Delta Junction has had many identities over the years: gold rush town, Bison City, military outpost and farming community, to name a few. Most now know it as the official end of the Alaska Highway; it’s here that the famed highway joins the Richardson Highway to complete the route to Fairbanks. This intersection, marked by an oversized white milepost for Mile 1422 of the Alaska Highway, is known as the Triangle. The Delta Junction Visitor Center sits at the intersection and welcomes visitors with a friendly cup of coffee and a certificate proclaiming they have completed North America’s ultimate road trip.
About Delta Junction
Today a community of 1,058 residents, Delta Junction began as a telegraph station in 1904 and came into its own during the Chisana Gold Strike of 1913 and when it was chosen in the 1920s for the government’s buffalo importation program. Delta Junction is home to the 90,000-acre Delta Bison Sanctuary, which was created to contain a free-roaming herd of more than 500 animals. The area features spectacular views of the Alaska Range and the Delta River. On clear days the panoramas of Mount Hayes, Mount Moffit and other peaks are stunning.
Things to do
Delta is an agricultural community, and visitors can taste the local produce at Highway's End Farmer's Market across from the visitor’s center at the Triangle or during the Deltana Fair. Held in August, the fair includes livestock, garden and craft exhibits along with the usual fair staples of tractor pulls, food vendors and carnival rides. For a historical view of farming, the Alaska Homestead & Historical Museum, east of Delta Junction on the Alaska Highway, is the site of an early homestead farm and a large collection of early farming equipment.

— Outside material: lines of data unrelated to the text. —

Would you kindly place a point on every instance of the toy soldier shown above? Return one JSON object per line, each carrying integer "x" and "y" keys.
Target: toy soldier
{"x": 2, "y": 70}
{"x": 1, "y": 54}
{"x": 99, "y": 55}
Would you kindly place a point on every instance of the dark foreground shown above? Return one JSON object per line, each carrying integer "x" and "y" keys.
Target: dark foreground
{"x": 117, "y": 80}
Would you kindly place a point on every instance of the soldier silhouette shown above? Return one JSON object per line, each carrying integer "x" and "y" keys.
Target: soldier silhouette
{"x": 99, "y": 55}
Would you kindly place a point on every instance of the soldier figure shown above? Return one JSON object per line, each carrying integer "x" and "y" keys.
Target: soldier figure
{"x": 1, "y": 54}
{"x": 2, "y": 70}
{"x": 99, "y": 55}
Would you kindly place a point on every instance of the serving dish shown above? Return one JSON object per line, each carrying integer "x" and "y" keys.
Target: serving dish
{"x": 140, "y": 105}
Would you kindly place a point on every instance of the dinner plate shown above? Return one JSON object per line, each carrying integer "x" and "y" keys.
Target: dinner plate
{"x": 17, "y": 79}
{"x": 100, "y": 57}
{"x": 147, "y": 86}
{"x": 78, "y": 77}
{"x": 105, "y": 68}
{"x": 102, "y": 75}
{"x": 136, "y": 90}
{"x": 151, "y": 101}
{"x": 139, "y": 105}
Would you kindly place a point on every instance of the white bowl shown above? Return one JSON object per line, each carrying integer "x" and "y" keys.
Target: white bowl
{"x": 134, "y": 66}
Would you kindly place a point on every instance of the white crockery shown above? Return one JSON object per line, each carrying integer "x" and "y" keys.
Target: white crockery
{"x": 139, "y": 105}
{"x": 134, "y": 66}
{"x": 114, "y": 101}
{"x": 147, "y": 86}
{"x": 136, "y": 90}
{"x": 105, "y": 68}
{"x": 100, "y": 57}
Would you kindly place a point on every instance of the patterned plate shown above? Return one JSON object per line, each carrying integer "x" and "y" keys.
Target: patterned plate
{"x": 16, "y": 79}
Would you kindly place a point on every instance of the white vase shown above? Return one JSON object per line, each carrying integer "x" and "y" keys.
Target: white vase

The town is also home to several historic roadhouses. John Hajdukovich built Rika's Roadhouse in 1910. In 1923, he sold it to Rika Wallen, a Swedish immigrant who managed the roadhouse from 1917until the late 1940s, and lived there until her death in 1969. The roadhouse is now part of Big Delta State Historical Park, which includes a number of other historic outbuildings and facilities. Sullivan Roadhouse, relocated across from the visitor center, was originally built in 1905. It is one of the last remaining original roadhouses from the Valdez to Fairbanks Trail and is an excellent free museum of Interior pioneer artifacts. Other state parks in the area offer camping, fishing and hiking.
The wildlife viewing of bison and migrating sandhill cranes can be excellent in the Delta Junction area. The best source of information of where and when the species can be viewed is the Delta Junction Chamber of Commerce (877-895-5068).
Alaska Homestead and Historical Museum
For a historical view of farming, the Alaska Homestead and Historical Museum, east of Delta Junction on the Alaska Highway, is the site of an early homestead farm and a large collection of early farming equipment.
Delta Bison Sanctuary
In effort to reduce the amount of agricultural damage by Alaska bison, the 90,000-acre Delta Bison Sanctuary was established south of the Alaska Highway. With the aid of binoculars, visitors catch a glimpse of the herd from an overlook at Mile 242 of the Richardson Highway.
Held in August, the Deltana Fair is Delta Junction's biggest event. The three-day event includes livestock, garden and craft exhibits along with the usual fair fare of tractor pulls, food vendors and carnival rides.
With spectacular alpine scenery so close, flightseeing tours are popular in Delta Junction. Prime attraction from the air is Mount Hayes, a stunning sight at 13,832 feet and only 43 miles southwest of Delta Junction. Other mountains often viewed on flights are Mount Moffit (13,030 feet), Mount Shand (12,600 feet), Mount Deborah (12,339 feet) and Hess Mountain (11,920 feet).
Frontier Days is a three-day festival on Memorial Day weekend that celebrates the rich farming history of Delta Junction with antique tractor displays, hay wagon rides, petting zoo, lumberjack competition and the popular "Kiss A Pig" event.
Highways End Farmers Market
Located at the Triangle, the heart of Delta Junction, is the the Highway's End Farmers Market where locals display and sell fresh vegetables, jams, jellies, baked goods, buffalo, caribou and elk meats, and many other home-grown items.
Sullivan Roadhouse Museum
Sullivan Roadhouse was built in 1905 and served travelers along the Fairbanks-Valdez Trail until 1927. It was placed on the National Register of Historic Places in 1979 and in 1997 was moved, log by log, from Fort Greely to its present location in the Triangle adjacent to the Delta Junction Visitors Center. Now a museum, the roadhouse displays historic photographs and excavated artifacts in several exhibits dedicated to travel in Alaska in the early 1900s during the state’s "roadhouse era."
For many visitors arriving on the Alaska Highway, Delta Junction is the first place to see the famous Trans-Alaska Pipeline. The best viewing point is Mile 275.4 of the Richardson Highway where the pipeline crosses the Tanana River.